You can also see this if you compare lists of funded SaaS startups with trackers of unicorns and soonicorns: the companies that continue to attract capital are those that can sustain growth on much less cash than their 2021 peers
Founder takeaway: In your pitch and deck, push revenue quality and efficiency metrics (net retention, CAC payback, gross margin) to the front. “We are default‑alive at current burn” is a funding signal investors love in this market.
6. Tier‑2 and Sector Niches Are Getting Real Attention
Funding rundowns for late‑2025 show more deals coming from tier‑2 and tier‑3 hubs, especially in sectors like EV infrastructure, agri‑supply chains, logistics and industry‑specific SaaS .This isn’t just geographical diversity; it’s investors looking for deeper, less crowded niches where a specialised B2B player can dominate.
Similarly, several deeptech and B2B deals are now centred around specific verticals maritime, mining, industrial inspections, climate resilience rather than generic “horizontal” tools. Venture funds that position themselves as “sector experts” are leading many of these rounds.

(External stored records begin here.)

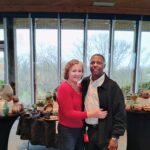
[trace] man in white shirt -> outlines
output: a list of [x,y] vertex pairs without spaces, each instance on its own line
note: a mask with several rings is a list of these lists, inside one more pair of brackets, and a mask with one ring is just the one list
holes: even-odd
[[85,150],[117,150],[118,138],[125,132],[125,105],[121,89],[105,73],[105,58],[95,54],[90,59],[91,76],[82,80],[83,109],[100,108],[103,119],[87,118],[89,142]]

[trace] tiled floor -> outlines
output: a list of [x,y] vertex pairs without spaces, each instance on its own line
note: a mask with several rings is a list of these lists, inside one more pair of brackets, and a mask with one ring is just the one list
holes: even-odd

Founder takeaway: If you’re building for a specific vertical ports, steel, textiles, logistics, healthcare supply chain lean into that focus. A clear, narrow ICP is now a positive signal, not a limitation.
7. Policy and Public Capital Are Becoming Part of the Cap Table
Another under‑reported shift is the role of policy, government programmes and blended capital. Initiatives under the Startup India umbrella and various state deeptech/innovation policies are offering a mix of grants, co‑investment and procurement support
Reports and commentary around 2025 emphasise how defence, space, deeptech and climate startups increasingly tap a combination of venture money and government‑linked schemes—incubation centres, challenge grants, export support.For B2B founders, that means your “funding stack” no longer has to be 100% equity.

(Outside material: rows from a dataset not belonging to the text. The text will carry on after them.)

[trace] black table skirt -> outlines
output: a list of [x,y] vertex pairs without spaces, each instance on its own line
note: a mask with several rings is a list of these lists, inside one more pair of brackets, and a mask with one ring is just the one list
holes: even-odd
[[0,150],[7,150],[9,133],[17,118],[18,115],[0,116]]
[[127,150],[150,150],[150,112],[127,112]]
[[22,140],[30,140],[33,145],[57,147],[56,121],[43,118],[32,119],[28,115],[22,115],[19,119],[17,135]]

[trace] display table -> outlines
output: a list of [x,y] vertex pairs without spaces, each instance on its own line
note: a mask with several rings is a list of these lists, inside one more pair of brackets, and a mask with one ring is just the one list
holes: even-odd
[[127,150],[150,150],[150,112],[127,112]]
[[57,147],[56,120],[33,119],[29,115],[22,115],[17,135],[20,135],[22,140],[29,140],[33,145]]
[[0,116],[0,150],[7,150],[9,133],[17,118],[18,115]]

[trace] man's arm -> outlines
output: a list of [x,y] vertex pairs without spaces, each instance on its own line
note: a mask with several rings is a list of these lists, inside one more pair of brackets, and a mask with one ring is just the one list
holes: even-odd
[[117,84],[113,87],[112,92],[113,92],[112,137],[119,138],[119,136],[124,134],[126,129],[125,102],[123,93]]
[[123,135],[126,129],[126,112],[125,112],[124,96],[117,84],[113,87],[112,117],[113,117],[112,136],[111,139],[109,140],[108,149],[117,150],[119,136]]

Founder takeaway: Map out the non‑VC capital you can access grants, CSR‑backed pilots, strategic corporate partnerships and present them as part of your financing plan. It shows investors you understand how to de‑risk your runway.
How to Use These Signals in Your Own Fundraise
Taken together, these seven signals suggest that 2025 is a sorting year, not a lost year, for Indian startups particularly in B2B, SaaS, deeptech and defence.
If you’re a founder planning to raise in 2026, use this quarter to:
- Tighten your unit economics and be able to defend them in one slide.
- Position your product clearly in one of the favoured lanes: B2B SaaS, infrastructure, security, deeptech, defence, climate, EV or other hard‑problem domains.
- Identify which funds and programmes are already writing cheques into your exact niche, using trackers and public deal lists.
- Build a narrative that shows you can use less money better than the last cycle’s darlings.
The capital is still there; it has just stopped chasing noise. For serious B2B builders, that’s the best funding environment you could ask for.